Mijn vriendin is nu zo’n 33 weken zwanger. Als man moet je het zien te stellen zonder lichamelijke voorbereiding. Je torst geen kleine acrobaat in je buik en bent niet onder invloed van zwangerschapshormonen; ’s avonds drink je gewoon je pilsje, even moe of fit als altijd.
Bij uitzondering schijnen er mannen te zijn die zich zo kunnen inleven dat zij ook last krijgen van ‘harde buiken’ of hormonale stemmingswisselingen. Ik zie mijzelf niet zo snel krampachtig gebukt uit een vergadering weglopen, met het excuus dat de baby zo op mijn rectum drukt, maar wie ben ik?
Een aanstaande vader, 4 oktober is onze zoon uitgerekend, uitgerekend op dierendag. Een grapje van de natuur? Of van de echoscopiste die deze datum voor ons had ‘berekend’, slechts op de wankele basis van het trekken van een bibberig lijntje op een vaag zwart-witbeeld. ‘Ik meet van kop tot staart, eh, stuit,’ grapte ze er nog bij. Knap dat ze die kon onderscheiden, voor mij leek ‘het’, want voor een geslacht was het nog te vroeg, nog het meest op een boon. De mooiste Boon ter wereld, dat wel.
Natuurlijk heb je de praktische voorbereiding in de vorm van klusjes in en rondom het huis. Ruimte voor de wieg vrijmaken (check), de even unieke als gammele familiewieg ophalen bij je moeder (vandaag), de box en een verhuisdoos kinderkleertjes op de groei ophalen bij een gulle nicht (check), een loodzware kledingkast verslepen (check) en een rolgordijntje met dierenplaatjes ophangen (to do). Maar waarom moesten we ook alweer een nieuw, reusachtig IKEA-bed (check) en een nieuwe wc-pot (nog beslissen) en wilden we eventueel zelfs verhuizen (nu te laat), allemaal voor de komst van de kleinesbaas?
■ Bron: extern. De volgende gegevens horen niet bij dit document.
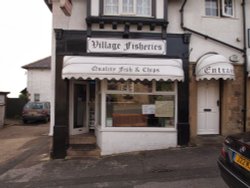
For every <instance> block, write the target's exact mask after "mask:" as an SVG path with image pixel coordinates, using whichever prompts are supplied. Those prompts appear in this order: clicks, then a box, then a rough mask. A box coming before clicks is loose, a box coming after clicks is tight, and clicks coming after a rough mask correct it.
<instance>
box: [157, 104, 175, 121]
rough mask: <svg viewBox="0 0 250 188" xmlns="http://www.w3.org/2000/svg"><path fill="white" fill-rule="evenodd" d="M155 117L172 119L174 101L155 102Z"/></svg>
mask: <svg viewBox="0 0 250 188" xmlns="http://www.w3.org/2000/svg"><path fill="white" fill-rule="evenodd" d="M155 117H174V101H155Z"/></svg>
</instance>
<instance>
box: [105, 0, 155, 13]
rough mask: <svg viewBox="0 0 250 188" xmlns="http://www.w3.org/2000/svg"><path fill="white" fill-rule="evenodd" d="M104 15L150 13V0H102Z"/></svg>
mask: <svg viewBox="0 0 250 188" xmlns="http://www.w3.org/2000/svg"><path fill="white" fill-rule="evenodd" d="M103 5H104V15H126V16H145V17H150V16H151V15H152V0H104V4H103Z"/></svg>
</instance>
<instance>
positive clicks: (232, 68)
mask: <svg viewBox="0 0 250 188" xmlns="http://www.w3.org/2000/svg"><path fill="white" fill-rule="evenodd" d="M195 73H196V80H204V79H207V80H211V79H215V80H218V79H223V80H226V79H235V74H234V67H233V65H232V63H231V62H230V61H229V60H228V59H227V58H226V57H224V56H222V55H219V54H207V55H205V56H203V57H202V58H201V59H200V60H199V61H198V62H197V64H196V69H195Z"/></svg>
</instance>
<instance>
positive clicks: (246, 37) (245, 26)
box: [241, 0, 248, 132]
mask: <svg viewBox="0 0 250 188" xmlns="http://www.w3.org/2000/svg"><path fill="white" fill-rule="evenodd" d="M241 5H242V13H243V38H244V44H243V46H244V61H245V62H244V70H243V71H244V72H243V74H244V96H243V97H244V104H243V109H242V113H243V132H246V123H247V79H248V71H247V69H248V67H247V64H248V59H247V44H246V41H247V36H246V30H247V28H246V5H245V0H242V4H241Z"/></svg>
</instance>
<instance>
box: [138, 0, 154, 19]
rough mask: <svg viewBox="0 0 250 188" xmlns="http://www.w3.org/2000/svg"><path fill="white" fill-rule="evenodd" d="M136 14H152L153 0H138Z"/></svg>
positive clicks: (142, 15)
mask: <svg viewBox="0 0 250 188" xmlns="http://www.w3.org/2000/svg"><path fill="white" fill-rule="evenodd" d="M136 14H137V15H140V16H151V0H137V2H136Z"/></svg>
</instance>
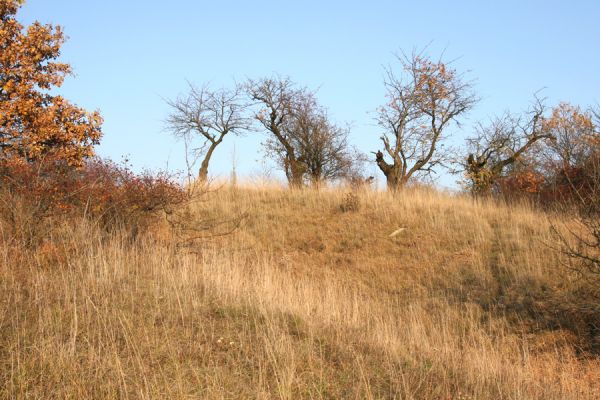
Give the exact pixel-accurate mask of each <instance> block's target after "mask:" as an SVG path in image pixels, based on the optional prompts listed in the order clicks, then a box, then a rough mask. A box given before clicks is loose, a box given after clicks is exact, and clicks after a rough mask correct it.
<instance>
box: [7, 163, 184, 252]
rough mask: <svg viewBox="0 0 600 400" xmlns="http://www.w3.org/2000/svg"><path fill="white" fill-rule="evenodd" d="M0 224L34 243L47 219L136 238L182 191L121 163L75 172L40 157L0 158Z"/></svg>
mask: <svg viewBox="0 0 600 400" xmlns="http://www.w3.org/2000/svg"><path fill="white" fill-rule="evenodd" d="M0 196H1V199H0V208H1V210H0V211H1V212H2V217H1V219H2V222H3V223H4V224H3V225H6V228H5V232H9V233H10V235H11V237H12V238H13V239H15V238H19V239H20V240H21V241H24V242H25V243H24V244H26V245H33V244H35V243H39V241H40V240H41V238H43V237H44V236H45V235H46V234H47V231H48V229H50V226H51V225H52V224H51V223H50V221H54V222H56V221H59V222H60V221H64V220H65V219H73V218H74V217H85V218H86V219H89V220H91V221H93V222H94V223H98V224H99V225H100V226H101V227H102V228H103V229H105V230H106V231H112V230H114V229H121V228H126V229H128V230H129V231H130V232H131V234H132V235H134V236H135V235H137V233H138V231H139V229H140V228H143V227H145V226H147V225H148V224H149V223H150V222H151V221H152V219H153V218H155V217H156V216H157V214H158V213H157V211H161V210H162V211H167V212H168V211H169V208H170V207H172V206H174V205H176V204H179V203H181V202H183V201H184V200H185V198H186V193H185V191H184V190H183V189H182V188H181V186H180V185H179V184H177V183H176V182H175V181H174V180H173V179H172V177H170V176H169V175H167V174H166V173H150V172H143V173H140V174H136V173H134V172H133V171H131V169H130V168H129V167H127V166H126V165H118V164H116V163H114V162H112V161H107V160H102V159H99V158H94V159H90V160H88V161H86V163H85V164H84V165H83V166H82V167H80V168H74V167H72V166H69V165H68V163H66V162H65V161H63V160H60V159H50V158H46V159H43V160H41V161H38V162H24V161H23V160H21V159H17V158H8V159H3V160H0Z"/></svg>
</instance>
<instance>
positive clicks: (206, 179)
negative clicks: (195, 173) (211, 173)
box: [166, 84, 250, 182]
mask: <svg viewBox="0 0 600 400" xmlns="http://www.w3.org/2000/svg"><path fill="white" fill-rule="evenodd" d="M243 94H244V93H243V90H242V88H241V87H240V86H239V85H235V86H234V88H233V89H224V88H223V89H218V90H211V89H210V88H209V86H208V85H205V86H202V87H201V88H197V87H195V86H194V85H192V84H190V85H189V93H188V94H187V95H186V96H183V97H178V98H177V99H175V100H171V101H167V103H168V104H169V105H170V106H171V108H172V112H171V114H170V115H169V117H168V118H167V121H166V122H167V128H168V129H169V130H170V131H171V132H172V133H173V135H175V136H176V137H178V138H182V139H183V140H184V142H185V144H186V148H187V147H189V146H190V143H191V142H192V141H193V138H194V137H199V138H200V139H201V140H202V143H201V145H200V146H199V147H197V148H194V149H193V153H194V155H193V156H192V157H191V159H199V158H201V159H202V161H201V163H200V169H199V171H198V180H199V181H200V182H206V181H207V179H208V165H209V163H210V159H211V157H212V155H213V153H214V151H215V149H216V148H217V146H218V145H219V144H221V142H223V139H224V138H225V136H226V135H227V134H229V133H233V134H240V133H242V132H244V131H246V130H248V129H249V128H250V119H249V118H247V117H246V115H245V113H246V110H247V107H248V105H247V103H246V102H245V101H244V96H243ZM186 157H187V156H186ZM187 159H188V160H189V159H190V158H187ZM188 167H189V165H188Z"/></svg>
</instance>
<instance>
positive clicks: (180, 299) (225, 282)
mask: <svg viewBox="0 0 600 400" xmlns="http://www.w3.org/2000/svg"><path fill="white" fill-rule="evenodd" d="M345 196H346V193H345V192H344V191H343V190H330V191H326V190H324V191H321V192H314V191H299V192H290V191H287V190H283V189H279V188H277V187H271V186H268V185H263V186H260V187H259V186H253V187H238V188H236V189H228V188H223V189H221V190H219V191H217V192H215V193H212V194H210V195H209V198H207V201H206V202H204V203H202V204H199V205H197V206H196V209H194V210H191V215H192V216H193V217H194V218H202V219H206V218H217V219H222V218H231V217H234V216H235V215H238V214H239V213H242V212H243V213H246V214H247V218H246V220H245V223H244V224H243V226H242V227H241V228H240V229H238V230H237V231H236V232H235V233H234V234H233V235H230V236H225V237H220V238H215V239H213V240H209V241H206V242H205V243H204V244H203V245H202V247H195V248H186V249H177V248H176V247H175V246H174V245H173V242H172V239H171V237H170V235H169V232H168V231H167V230H166V229H164V228H162V229H156V230H155V231H154V232H152V233H149V234H148V235H146V236H143V237H141V238H139V239H137V240H136V241H135V242H131V240H130V239H127V236H126V235H113V236H111V237H109V238H106V237H104V236H103V234H102V233H101V232H100V231H99V230H98V229H96V228H94V227H92V226H90V225H88V224H86V223H84V222H77V223H74V224H62V225H61V226H60V227H59V228H57V229H56V231H55V232H54V233H53V235H54V236H53V239H51V240H48V242H47V243H46V244H45V245H44V246H41V247H38V248H37V249H26V248H24V247H22V246H19V245H18V243H17V244H15V243H14V242H10V241H8V240H7V239H6V237H5V240H4V241H3V246H2V247H1V248H0V260H1V261H2V266H1V267H0V293H1V294H0V332H1V334H0V380H1V384H0V397H2V398H44V399H46V398H76V399H81V398H132V399H133V398H169V399H178V398H181V399H183V398H209V399H213V398H215V399H221V398H231V399H237V398H284V399H293V398H318V399H320V398H328V399H341V398H357V399H363V398H366V399H379V398H395V399H598V398H600V383H599V382H600V362H599V360H598V358H597V356H594V353H593V351H592V350H593V348H594V347H593V345H594V340H596V339H597V338H596V337H594V336H593V334H592V333H590V332H588V331H587V330H586V329H587V328H588V325H586V324H583V325H582V324H581V323H580V321H579V319H578V314H577V310H576V309H573V307H571V306H567V305H570V304H572V299H573V298H574V296H575V295H574V293H578V290H581V287H580V285H581V284H580V283H579V282H578V281H576V280H575V279H574V278H572V277H571V276H570V275H568V273H567V272H565V271H564V270H563V269H562V268H561V267H560V263H559V255H558V254H556V253H555V252H554V251H552V250H551V248H550V247H548V246H547V243H551V242H552V240H553V239H552V237H551V235H550V229H549V227H550V224H551V220H550V217H549V216H547V215H545V214H540V213H537V212H535V211H533V210H531V209H528V208H527V207H514V208H507V207H504V206H500V205H497V204H494V203H492V202H481V203H474V202H473V201H471V200H470V199H467V198H463V197H453V196H450V195H447V194H441V193H437V192H434V191H424V190H421V191H419V190H412V191H408V192H406V193H403V194H401V195H399V196H396V197H392V196H390V195H389V194H387V193H377V192H366V191H365V192H361V193H359V194H358V202H359V205H360V206H359V207H358V208H352V209H346V208H345V207H344V201H346V200H345ZM401 227H405V228H406V229H405V230H404V231H402V232H400V233H399V234H397V235H396V236H394V237H391V238H390V237H389V235H390V233H392V232H394V231H395V230H397V229H398V228H401Z"/></svg>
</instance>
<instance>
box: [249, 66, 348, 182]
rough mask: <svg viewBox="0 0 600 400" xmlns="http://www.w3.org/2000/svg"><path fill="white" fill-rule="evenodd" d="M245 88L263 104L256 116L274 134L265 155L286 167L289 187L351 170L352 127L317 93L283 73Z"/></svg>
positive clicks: (327, 178)
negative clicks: (345, 122)
mask: <svg viewBox="0 0 600 400" xmlns="http://www.w3.org/2000/svg"><path fill="white" fill-rule="evenodd" d="M247 87H248V92H249V94H250V96H251V98H252V99H253V100H255V101H257V102H258V104H259V105H260V107H262V108H261V109H260V110H259V111H258V112H257V113H256V114H255V117H256V119H257V120H258V121H259V122H260V123H261V124H262V125H263V126H264V127H265V128H266V129H267V130H268V131H269V132H270V133H271V135H270V136H269V137H268V138H267V140H266V141H265V143H264V145H265V149H266V151H267V154H268V155H269V156H271V157H273V158H274V159H275V160H276V161H277V162H278V163H279V164H280V165H281V166H282V168H283V170H284V171H285V174H286V177H287V179H288V182H289V184H290V186H291V187H296V188H297V187H301V186H303V185H304V184H305V183H306V182H310V183H311V184H313V185H315V186H319V185H320V184H321V183H322V182H323V181H326V180H333V179H338V178H343V177H344V176H345V175H346V174H347V173H349V171H350V169H351V164H352V161H353V157H352V156H353V153H352V152H351V150H350V148H349V145H348V133H349V131H348V129H344V128H341V127H339V126H336V125H335V124H333V123H332V122H331V121H330V120H329V118H328V115H327V111H326V110H325V109H324V108H323V107H321V106H320V105H319V104H318V102H317V100H316V96H315V94H314V92H311V91H309V90H307V89H306V88H301V89H298V88H296V87H295V85H294V84H293V83H292V82H291V81H290V80H289V78H279V77H275V78H265V79H262V80H259V81H249V83H248V85H247Z"/></svg>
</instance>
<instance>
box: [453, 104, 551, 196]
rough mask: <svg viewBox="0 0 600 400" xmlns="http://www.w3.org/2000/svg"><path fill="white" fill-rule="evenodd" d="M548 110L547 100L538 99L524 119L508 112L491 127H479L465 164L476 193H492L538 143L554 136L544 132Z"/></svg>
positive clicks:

Waren we maar een vogelpaar. Twijgje hier, takje daar, hoe snel is dan je nestje klaar? (Miljaar! Ik begin nu al in kinderrijm te bloggen. )
Toch brengt dit soort door nestdrang aangedreven klusjes mij niet dichter bij de magie van het groeiende kind in de baarmoeder.
Daarom voel ik veel. Het liefst zit ik met mijn handen constant aan de bolle buik van mijn vriendin. Als ik de kleinesbaas van buitenaf voel trappelen, draaien of hikken, trappel, draai en hik ik van binnen. En ik zing steeds hetzelfde lied voor hem; met het Wilhelmus kun je niet vroeg genoeg beginnen.
En ’s nachts, als ze liggen, of overdag, als ze liggen – er wordt wat afgelegen hier in ’s Zwangerenhuize –, lees ik er zo veel mogelijk over.
Al op Koningsdag had ik voor één euro het boekje Papa worden! van Jeanne Murphy gekocht. Maar van de ‘101 babytips’, quasi-grappige oneliners in de trant van: ‘Tenzij u getrouwd bent met een taxichauffeur, buschauffeur of formule 1-pilote, betekent “helpen bij huishoudelijke taken” niet de olie in de auto verversen,’ had ik de buik snel vol.
Wel ben ik blijven lezen in De Grote Geboortegids. Vol vertrouwen zwanger zijn en bewust bevallen. Een compleet en informatief naslagwerk dat de zwangerschap en de bevalling ook sec benadert als een set maten en gewichten. Grappig om te zien hoe wetenschapsjournalist Mariël Croon en hoogleraar verloskunde Joris van der Post hun best doen om wetenschappelijke kennis te vertalen voor een ‘breed publiek’:
‘33 weken. De baby weegt bijna twee kilo, evenveel als 8 pakjes boter.’
Een Magnum, een baby – waarom moet het gewicht toch in pakjes boter worden verpakt? Waarom wordt de 33-wekige niet vergeleken met een Perry Sport Wildebeast lichtgewicht tent, een Fender Mustang-gitaar of een sixpackje Jupiler?
Mannen weten waarom: De Grote Geboortegids zal voornamelijk door vrouwen worden gelezen en vrouwen denken nou eenmaal vaker in pakjes boter dan in sixpacks.
Ik lees verder onder Week 33: ‘De donshaartjes vallen uit. Bij een jongentje dalen de zaadballen in.’
Kijk, daar hebben we wat aan, op naar de volgende.
Op deze plek zal ik elke week bloggen over ‘onze’ zwangerschap. Volgend weekend het verhaal van week 34.